New Delhi, Oct 20 (Inditop.com) India will set up 50 weather stations in Bangladesh, Nepal and Bhutan to measure and monitor variations in climate, it was decided at the eighth meeting of SAARC environment ministers here Tuesday.
India will also pay $1 million to the SAARC forestry centre in Bhutan and another $1 million to the SAARC coastal zone management centre in the Maldives, India’s Environment Minister Jairam Ramesh announced at the end of the two-day meeting.
The eight countries that form the South Asian Association for Regional Cooperation (SAARC) — Afghanistan, Bangladesh, Bhutan, India, Maldives, Nepal, Pakistan and Sri Lanka — also decided they would form a bloc at the Copenhagen climate summit this December to make a statement and hold an event there “to highlight our vulnerabilities to climate change and the actions we are taking”, Ramesh said.

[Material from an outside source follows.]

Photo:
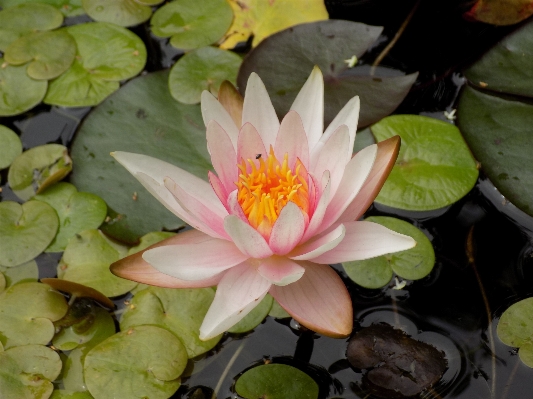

The south Asian countries would hold an annual workshop on actions to fight climate change, the minister added, saying the first workshop would be held here in February or March next year.
The countries would finalise a regional environment protection treaty for adoption at the next SAARC summit in Thimphu next April, he added, pointing out that climate change would be the theme of the summit.
A “rapid response mechanism” to natural disasters would also be finalised and adopted at the summit.
Ramesh said river management, pollution control and transborder biodiversity conservation would be three areas of cooperation among SAARC countries. However, there is still no agreement between various countries having common rivers on sharing any water flow data.
The meeting adopted a “Delhi Statement” on cooperation in environment, though Bangladesh’s Minister for Environment and Forests Hasan Mahmud told Inditop the statement had not been discussed by the ministers. Environment ministers of seven SAARC countries and the environment secretary of Pakistan attended the meeting.